O cálculo foi feito analisando os borderôs (espécie de nota fiscal) de todas as partidas disputadas este ano – a entidade só não publicou os dados referentes a dois jogos. O citado prejuízo diz respeito somente aos gastos da entidade por jogo como transporte e remuneração da arbitragem e delegados, entre outros (ver quadro ao lado), que em 86% das partidas sequer foram cobertos pelas rendas das partidas. Ao juntar todas dão o irrisório valor de R$ 113.462. Ou seja, se forem contabilizados outros gastos dos clubes como folha salarial, viagens, alimentação, pagamento de funcionários e manutenção dos estádios o rombo nas finanças se torna muito maior. 

As quatro partidas deste domingo vão definir as semifinais do torneio, o primeiro depois de 17 anos realizado sem o subsídio do governo pernambucano, por meio do programa Todos Com a Nota, que foi extinto este ano por contenção de despesas. Este foi mais um obstáculo para os times da série A2 e já está comprometendo os que vão disputar a divisão principal do estadual em 2016 (veja na reportagem de amanhã).

Antes mesmo de começar, as péssimas perspectivas de receita do campeonato já fizeram com que tradicionais time do interior como o Vera Cruz, de Vitória de Santo Antão, desistissem de disputá-lo. Ao longo dos jogos, o Serrano, que chamou a atenção por perder de WO como mandante, acabou abandonando o torneio por falta de recursos.
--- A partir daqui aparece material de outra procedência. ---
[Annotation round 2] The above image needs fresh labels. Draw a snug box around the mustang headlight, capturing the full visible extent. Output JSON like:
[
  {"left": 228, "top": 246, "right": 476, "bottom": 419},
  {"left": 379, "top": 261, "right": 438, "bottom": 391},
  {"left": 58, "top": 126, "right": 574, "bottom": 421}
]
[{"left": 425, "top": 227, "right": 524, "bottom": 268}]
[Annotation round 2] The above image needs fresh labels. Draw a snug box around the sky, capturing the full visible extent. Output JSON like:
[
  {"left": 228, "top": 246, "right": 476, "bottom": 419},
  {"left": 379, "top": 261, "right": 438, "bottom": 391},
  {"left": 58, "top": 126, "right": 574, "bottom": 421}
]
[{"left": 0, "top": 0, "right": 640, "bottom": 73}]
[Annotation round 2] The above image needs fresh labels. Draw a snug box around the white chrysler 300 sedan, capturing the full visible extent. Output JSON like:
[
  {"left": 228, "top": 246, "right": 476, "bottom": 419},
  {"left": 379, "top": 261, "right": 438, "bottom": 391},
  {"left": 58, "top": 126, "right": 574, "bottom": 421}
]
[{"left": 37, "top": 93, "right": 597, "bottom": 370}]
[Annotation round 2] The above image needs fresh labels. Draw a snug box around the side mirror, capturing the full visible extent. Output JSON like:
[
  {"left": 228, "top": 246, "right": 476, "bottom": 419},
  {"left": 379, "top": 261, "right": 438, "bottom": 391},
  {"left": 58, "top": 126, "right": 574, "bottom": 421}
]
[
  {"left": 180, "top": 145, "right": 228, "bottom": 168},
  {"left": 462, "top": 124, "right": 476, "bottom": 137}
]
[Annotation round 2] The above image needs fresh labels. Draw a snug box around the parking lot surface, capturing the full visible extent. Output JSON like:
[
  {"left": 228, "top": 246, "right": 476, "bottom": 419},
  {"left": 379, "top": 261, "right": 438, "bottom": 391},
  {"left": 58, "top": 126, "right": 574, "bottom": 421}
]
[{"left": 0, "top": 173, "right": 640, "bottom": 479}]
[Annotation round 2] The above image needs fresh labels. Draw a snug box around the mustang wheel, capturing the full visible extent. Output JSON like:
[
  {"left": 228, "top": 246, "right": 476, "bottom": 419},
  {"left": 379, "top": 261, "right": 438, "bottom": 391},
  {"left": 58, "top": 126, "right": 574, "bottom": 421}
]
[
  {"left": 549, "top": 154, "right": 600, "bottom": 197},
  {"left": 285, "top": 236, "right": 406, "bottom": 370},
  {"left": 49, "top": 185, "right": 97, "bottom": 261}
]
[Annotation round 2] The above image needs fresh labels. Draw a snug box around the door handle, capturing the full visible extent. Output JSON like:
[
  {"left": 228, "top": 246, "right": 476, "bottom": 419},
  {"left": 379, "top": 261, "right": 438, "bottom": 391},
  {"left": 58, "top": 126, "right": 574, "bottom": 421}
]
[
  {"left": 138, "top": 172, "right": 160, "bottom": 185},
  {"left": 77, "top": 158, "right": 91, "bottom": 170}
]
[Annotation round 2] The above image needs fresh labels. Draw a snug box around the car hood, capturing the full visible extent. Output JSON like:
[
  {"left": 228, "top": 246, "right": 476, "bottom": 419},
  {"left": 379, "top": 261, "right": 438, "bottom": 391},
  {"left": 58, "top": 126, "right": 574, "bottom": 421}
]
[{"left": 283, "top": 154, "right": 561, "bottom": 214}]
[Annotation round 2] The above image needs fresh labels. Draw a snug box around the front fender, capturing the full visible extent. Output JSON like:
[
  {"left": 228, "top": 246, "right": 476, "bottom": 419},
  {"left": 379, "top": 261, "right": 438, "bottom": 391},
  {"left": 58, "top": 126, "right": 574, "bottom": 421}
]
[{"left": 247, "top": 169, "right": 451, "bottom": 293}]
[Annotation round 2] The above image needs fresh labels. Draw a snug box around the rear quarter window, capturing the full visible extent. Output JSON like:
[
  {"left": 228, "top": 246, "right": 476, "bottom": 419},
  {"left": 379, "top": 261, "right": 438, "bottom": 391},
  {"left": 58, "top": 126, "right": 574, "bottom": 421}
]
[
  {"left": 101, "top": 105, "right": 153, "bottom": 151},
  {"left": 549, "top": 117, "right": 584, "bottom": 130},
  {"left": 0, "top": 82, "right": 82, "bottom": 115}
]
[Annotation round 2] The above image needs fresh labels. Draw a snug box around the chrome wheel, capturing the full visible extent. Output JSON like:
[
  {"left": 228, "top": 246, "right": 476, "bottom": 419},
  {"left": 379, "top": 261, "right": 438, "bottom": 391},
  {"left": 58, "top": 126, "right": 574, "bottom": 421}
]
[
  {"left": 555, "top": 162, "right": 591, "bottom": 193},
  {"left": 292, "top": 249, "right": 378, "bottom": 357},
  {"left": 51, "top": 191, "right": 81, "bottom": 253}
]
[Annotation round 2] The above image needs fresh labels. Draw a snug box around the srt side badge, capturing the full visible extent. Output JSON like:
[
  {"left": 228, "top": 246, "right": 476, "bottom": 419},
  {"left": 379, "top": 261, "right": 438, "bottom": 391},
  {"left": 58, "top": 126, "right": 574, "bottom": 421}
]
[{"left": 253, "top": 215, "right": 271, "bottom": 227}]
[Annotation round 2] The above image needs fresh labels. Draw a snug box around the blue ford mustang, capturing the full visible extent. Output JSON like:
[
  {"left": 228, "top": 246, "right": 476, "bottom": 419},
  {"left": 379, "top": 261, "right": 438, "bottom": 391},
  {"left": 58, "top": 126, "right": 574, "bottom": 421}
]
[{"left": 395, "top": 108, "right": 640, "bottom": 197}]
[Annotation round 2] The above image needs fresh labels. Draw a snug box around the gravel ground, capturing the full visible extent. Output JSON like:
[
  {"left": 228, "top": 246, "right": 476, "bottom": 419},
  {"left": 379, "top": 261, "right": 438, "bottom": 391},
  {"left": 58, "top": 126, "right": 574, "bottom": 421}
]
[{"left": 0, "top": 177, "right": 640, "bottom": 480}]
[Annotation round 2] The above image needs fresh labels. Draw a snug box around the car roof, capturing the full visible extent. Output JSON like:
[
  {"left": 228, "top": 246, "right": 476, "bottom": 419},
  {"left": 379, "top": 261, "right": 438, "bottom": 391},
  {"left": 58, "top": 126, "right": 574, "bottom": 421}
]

Os times que insistiram na disputa viram partidas que ora tiveram nas arquibancadas pouco mais que um time de futebol, 13 pessoas (Flamengo 2x2 Afogados da Ingazeira), ora amargaram um prejuízo só com despesas da federação de R$ 3.104 (Petrolina 1x1 Araripina), ambas no dia 27 de setembro.

O Petrolina Futebol Clube, distante 712 quilômetros da capital, no Sertão, é um dos que mais sofrem com as taxas da FPF porque elas são calculadas tendo como base a distância percorrida pelas autoridades. “Isso é um absurdo. Nós é quem pagamos mais caro com essas taxas abusivas. Antes mesmo da bola rolar já temos uma dívida de quase R$ 5 mil por jogo só com o transporte e remuneração dos árbitros e delegados. Não tem público que banque isso. Essas taxas têm que ser repensadas. É muito difícil fazer futebol assim”, reclamou o diretor de futebol, Marcone Prazeres, que em oito jogos, viu o time acumular um prejuízo de R$ 18.269 com as citadas taxas.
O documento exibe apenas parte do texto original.